Attendance, behaviour, and context

The report recognises that attendance and behaviour are strongly linked to context, which Schools North East has repeatedly emphasised. In our region, schools face the worst combination of socioeconomic disadvantage and overstretched support services. Rates of absence and behavioural challenges are the highest in the country, highlighting – yet again – the need for contextualised approaches to education, wellbeing, and intervention.

Chris Zarraga, Director of Schools North East, commented: “The Ofsted report confirms what schools in the North East have long known: disadvantage, deprivation, and unmet need are shaping children’s experiences from the very start. 
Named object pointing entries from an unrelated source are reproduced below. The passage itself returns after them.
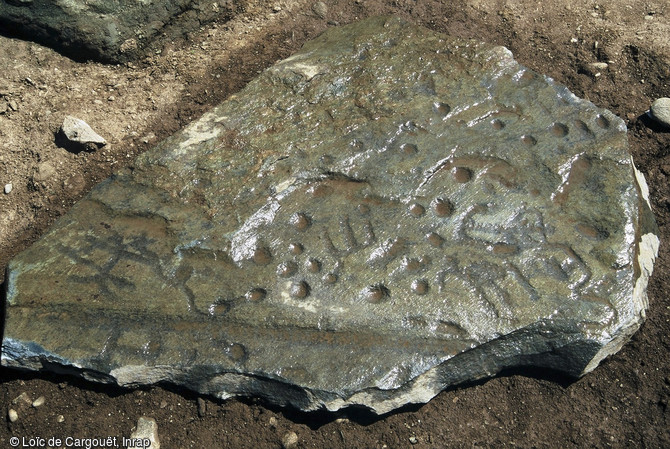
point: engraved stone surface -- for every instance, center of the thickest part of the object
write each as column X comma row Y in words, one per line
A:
column 387, row 213
column 118, row 30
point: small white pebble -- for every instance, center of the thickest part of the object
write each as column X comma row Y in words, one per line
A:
column 289, row 440
column 147, row 429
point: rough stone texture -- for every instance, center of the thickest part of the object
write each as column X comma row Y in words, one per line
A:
column 660, row 110
column 384, row 214
column 78, row 134
column 113, row 31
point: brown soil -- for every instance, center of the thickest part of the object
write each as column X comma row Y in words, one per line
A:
column 623, row 403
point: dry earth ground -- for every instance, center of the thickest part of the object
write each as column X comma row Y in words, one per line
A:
column 624, row 403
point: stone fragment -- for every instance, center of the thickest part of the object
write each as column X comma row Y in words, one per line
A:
column 387, row 213
column 289, row 440
column 111, row 31
column 660, row 111
column 79, row 135
column 145, row 434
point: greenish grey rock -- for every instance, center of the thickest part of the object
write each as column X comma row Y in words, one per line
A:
column 108, row 30
column 386, row 213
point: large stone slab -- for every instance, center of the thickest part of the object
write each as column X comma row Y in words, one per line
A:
column 108, row 30
column 387, row 213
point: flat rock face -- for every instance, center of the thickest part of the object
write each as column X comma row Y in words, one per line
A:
column 384, row 214
column 109, row 30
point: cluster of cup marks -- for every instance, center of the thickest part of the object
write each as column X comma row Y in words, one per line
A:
column 439, row 207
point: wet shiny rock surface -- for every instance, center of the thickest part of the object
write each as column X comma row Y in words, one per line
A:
column 387, row 213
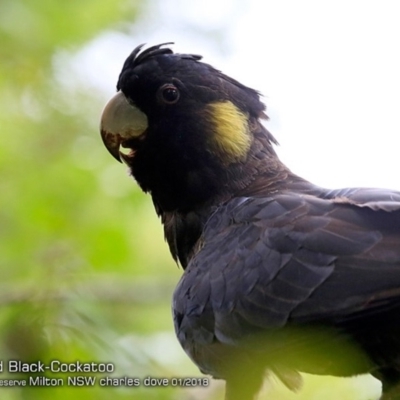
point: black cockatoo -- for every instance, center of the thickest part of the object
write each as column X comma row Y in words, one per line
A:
column 279, row 274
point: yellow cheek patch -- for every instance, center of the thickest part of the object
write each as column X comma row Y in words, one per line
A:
column 231, row 137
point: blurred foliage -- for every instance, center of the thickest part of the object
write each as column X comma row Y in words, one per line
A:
column 86, row 274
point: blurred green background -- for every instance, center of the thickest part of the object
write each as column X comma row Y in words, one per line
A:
column 85, row 272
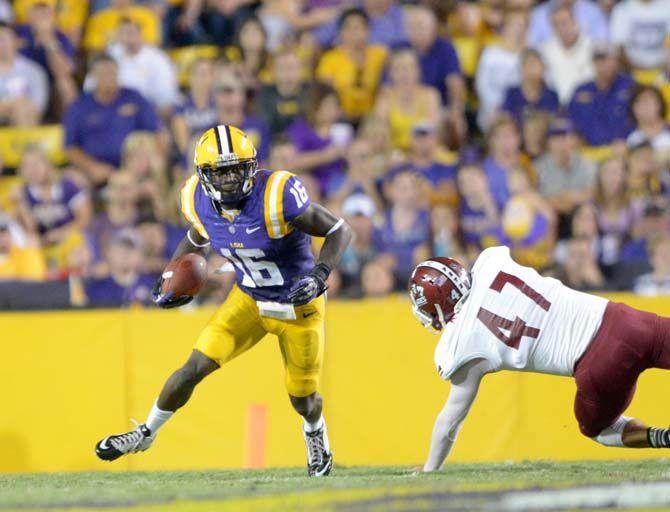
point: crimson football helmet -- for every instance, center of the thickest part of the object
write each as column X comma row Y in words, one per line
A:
column 438, row 287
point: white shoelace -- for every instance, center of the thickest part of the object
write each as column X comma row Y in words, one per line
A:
column 315, row 448
column 127, row 442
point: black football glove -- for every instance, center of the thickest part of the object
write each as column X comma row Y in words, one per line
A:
column 310, row 286
column 167, row 300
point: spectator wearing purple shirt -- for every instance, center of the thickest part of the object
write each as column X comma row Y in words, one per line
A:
column 533, row 94
column 231, row 102
column 196, row 110
column 600, row 108
column 428, row 160
column 404, row 236
column 504, row 153
column 317, row 140
column 387, row 25
column 121, row 212
column 437, row 57
column 42, row 42
column 160, row 241
column 97, row 123
column 126, row 284
column 478, row 212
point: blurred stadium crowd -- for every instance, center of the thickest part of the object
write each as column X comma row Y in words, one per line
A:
column 434, row 127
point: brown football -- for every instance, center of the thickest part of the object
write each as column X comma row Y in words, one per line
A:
column 185, row 275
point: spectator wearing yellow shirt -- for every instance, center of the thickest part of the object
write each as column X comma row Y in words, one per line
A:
column 102, row 26
column 354, row 68
column 18, row 263
column 405, row 101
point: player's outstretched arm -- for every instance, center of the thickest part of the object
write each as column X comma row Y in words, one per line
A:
column 464, row 386
column 193, row 242
column 319, row 221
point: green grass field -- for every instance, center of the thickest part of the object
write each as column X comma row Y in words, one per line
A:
column 506, row 486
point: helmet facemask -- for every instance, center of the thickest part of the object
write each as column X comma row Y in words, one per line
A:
column 228, row 184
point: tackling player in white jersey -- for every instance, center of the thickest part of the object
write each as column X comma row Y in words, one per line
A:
column 504, row 316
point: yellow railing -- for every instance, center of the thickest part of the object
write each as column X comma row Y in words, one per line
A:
column 68, row 378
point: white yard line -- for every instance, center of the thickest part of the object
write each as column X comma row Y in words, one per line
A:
column 628, row 495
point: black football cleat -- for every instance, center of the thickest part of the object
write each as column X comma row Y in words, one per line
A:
column 319, row 456
column 113, row 447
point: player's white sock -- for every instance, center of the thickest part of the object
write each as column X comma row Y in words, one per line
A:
column 157, row 419
column 313, row 427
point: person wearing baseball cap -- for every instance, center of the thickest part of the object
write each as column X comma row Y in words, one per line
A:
column 599, row 108
column 565, row 177
column 18, row 263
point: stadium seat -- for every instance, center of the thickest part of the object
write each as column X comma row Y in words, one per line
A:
column 184, row 57
column 14, row 140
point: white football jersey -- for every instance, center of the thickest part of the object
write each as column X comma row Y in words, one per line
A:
column 518, row 320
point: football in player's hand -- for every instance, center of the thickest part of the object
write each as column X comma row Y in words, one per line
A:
column 185, row 275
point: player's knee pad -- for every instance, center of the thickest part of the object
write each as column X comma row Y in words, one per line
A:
column 301, row 386
column 613, row 435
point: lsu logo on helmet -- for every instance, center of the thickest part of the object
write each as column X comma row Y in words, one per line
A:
column 225, row 161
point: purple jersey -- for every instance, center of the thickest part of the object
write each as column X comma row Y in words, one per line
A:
column 267, row 253
column 56, row 208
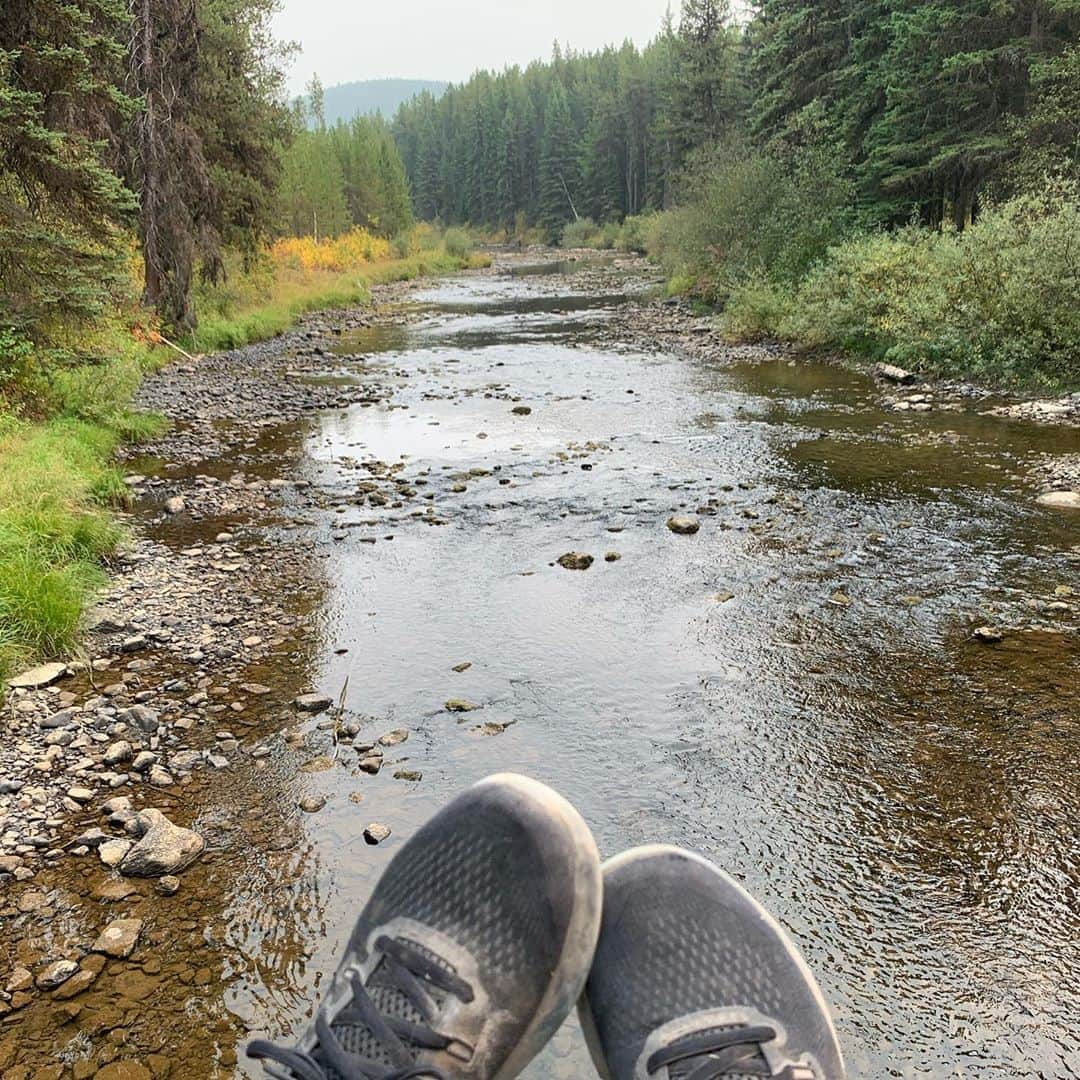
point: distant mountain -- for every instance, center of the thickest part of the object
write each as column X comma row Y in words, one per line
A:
column 376, row 95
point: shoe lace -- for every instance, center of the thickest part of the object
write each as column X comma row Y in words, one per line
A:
column 730, row 1052
column 405, row 969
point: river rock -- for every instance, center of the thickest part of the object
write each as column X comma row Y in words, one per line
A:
column 169, row 886
column 59, row 719
column 164, row 848
column 119, row 937
column 123, row 1070
column 576, row 561
column 893, row 374
column 80, row 981
column 1061, row 500
column 119, row 753
column 459, row 705
column 56, row 974
column 113, row 852
column 38, row 677
column 684, row 525
column 313, row 702
column 376, row 833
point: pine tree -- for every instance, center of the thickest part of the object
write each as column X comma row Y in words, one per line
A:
column 558, row 165
column 706, row 95
column 61, row 202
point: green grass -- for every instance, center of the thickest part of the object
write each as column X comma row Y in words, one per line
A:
column 260, row 306
column 56, row 484
column 995, row 304
column 61, row 426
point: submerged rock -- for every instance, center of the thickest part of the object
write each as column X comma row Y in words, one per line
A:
column 38, row 677
column 313, row 702
column 684, row 525
column 119, row 937
column 459, row 705
column 576, row 561
column 893, row 374
column 1061, row 500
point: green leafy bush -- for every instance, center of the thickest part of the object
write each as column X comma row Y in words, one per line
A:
column 995, row 301
column 583, row 232
column 458, row 243
column 745, row 214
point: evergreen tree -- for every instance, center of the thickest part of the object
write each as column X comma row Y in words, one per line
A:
column 558, row 165
column 61, row 202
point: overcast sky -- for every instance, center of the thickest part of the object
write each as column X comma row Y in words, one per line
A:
column 348, row 40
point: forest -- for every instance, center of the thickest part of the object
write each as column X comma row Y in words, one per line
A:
column 895, row 177
column 159, row 194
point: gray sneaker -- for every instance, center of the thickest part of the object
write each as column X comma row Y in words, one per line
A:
column 693, row 980
column 471, row 952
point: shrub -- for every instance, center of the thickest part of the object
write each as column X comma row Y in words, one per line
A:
column 457, row 243
column 995, row 301
column 636, row 232
column 348, row 252
column 580, row 233
column 745, row 214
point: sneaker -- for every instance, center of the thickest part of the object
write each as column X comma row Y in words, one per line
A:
column 470, row 954
column 693, row 980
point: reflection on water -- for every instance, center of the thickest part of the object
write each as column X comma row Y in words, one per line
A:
column 903, row 797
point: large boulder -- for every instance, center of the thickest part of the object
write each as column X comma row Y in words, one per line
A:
column 164, row 848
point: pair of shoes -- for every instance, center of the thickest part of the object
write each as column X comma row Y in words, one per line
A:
column 497, row 917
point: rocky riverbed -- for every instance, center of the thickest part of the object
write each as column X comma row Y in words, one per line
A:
column 338, row 604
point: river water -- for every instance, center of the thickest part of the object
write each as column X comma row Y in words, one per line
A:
column 794, row 691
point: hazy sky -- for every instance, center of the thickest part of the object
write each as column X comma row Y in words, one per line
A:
column 347, row 40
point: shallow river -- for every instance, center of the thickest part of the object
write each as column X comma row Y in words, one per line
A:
column 794, row 691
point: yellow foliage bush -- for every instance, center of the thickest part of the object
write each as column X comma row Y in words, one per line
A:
column 348, row 252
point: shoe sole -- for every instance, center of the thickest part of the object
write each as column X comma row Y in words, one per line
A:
column 651, row 851
column 569, row 975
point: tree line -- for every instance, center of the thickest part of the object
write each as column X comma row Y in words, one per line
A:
column 932, row 105
column 142, row 140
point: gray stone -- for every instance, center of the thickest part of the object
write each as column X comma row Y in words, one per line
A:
column 38, row 677
column 684, row 525
column 313, row 702
column 119, row 753
column 64, row 718
column 167, row 886
column 113, row 852
column 160, row 778
column 893, row 374
column 118, row 939
column 146, row 719
column 56, row 974
column 164, row 848
column 1061, row 500
column 576, row 561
“Our region faces some of the most entrenched inequalities in the country, and we must continue to push for contextual support, early intervention, and revitalised services around schools.”

Rising SEND needs and pressures on services

While it’s apparent that SEND provision is struggling nationwide, in the North East it’s under extreme pressure. FSM-eligible boys are nearly twice as likely to be identified with SEND, and suspensions have doubled since 2014/15, with 83 percent of suspensions involving pupils with SEND.

Long EHCP delays, shortages in specialist services, and workforce gaps in SEND, educational psychology, CAMHS, and other specialist roles leave significant needs unmet. Schools are operating in a fragmented system, with a decade of lost early years infrastructure further weakening support for children and families.

Structural and funding challenges

Structural funding and demographic pressures exacerbate the region’s challenges. The North East is projected to experience the steepest decline in primary rolls nationally, reducing school budgets and limiting capacity for early intervention. Moreover, the National Funding Formula does not sufficiently account for persistent, concentrated disadvantage, leaving schools under-resourced relative to need and widening the North–South divide.

The combination of funding pressures, workforce shortages, and rising SEND demand means that schools are under enormous strain to meet the needs of their communities, while local services such as social care, health, and educational psychology struggle to provide timely support.

Calls for targeted support

The report and research underline the need for targeted interventions for vulnerable pupils, particularly white working-class boys, who have the worst progression rates in the North East. Initiatives such as the Transition Guarantee and Youth Guarantee pilots outlined in the ‘Get Britain Working’ White Paper are essential.

Chris Zarraga added: “We must keep the North East context front and centre. Until policy and funding match the scale of need, our schools will continue to carry the weight of systemic disadvantage. We sincerely hope that the White Paper, which is expected early next year, will offer some clarity and relief, but we need immediate action to support children, families, and communities.”

Keeping context on the radar

As the year draws to a close, Schools North East stresses the importance of keeping context at the heart of policy and practice. As we outlined in the 2024 Schools North East Manifesto for Education, recognising the scale of the North East’s contextual challenges is a matter of urgency, and if the government is serious about tackling long-term disadvantage and lack of opportunities, then it must prioritise these perennial issues.

Persistent absence, behaviour challenges, SEND pressures, and entrenched disadvantage will not resolve without targeted investment, early intervention, and revitalised services around schools. Only by addressing these structural inequalities and contextual pressures can the North East ensure that all children, regardless of background, have the opportunity to thrive.

For every child, for every school, for the future of our region.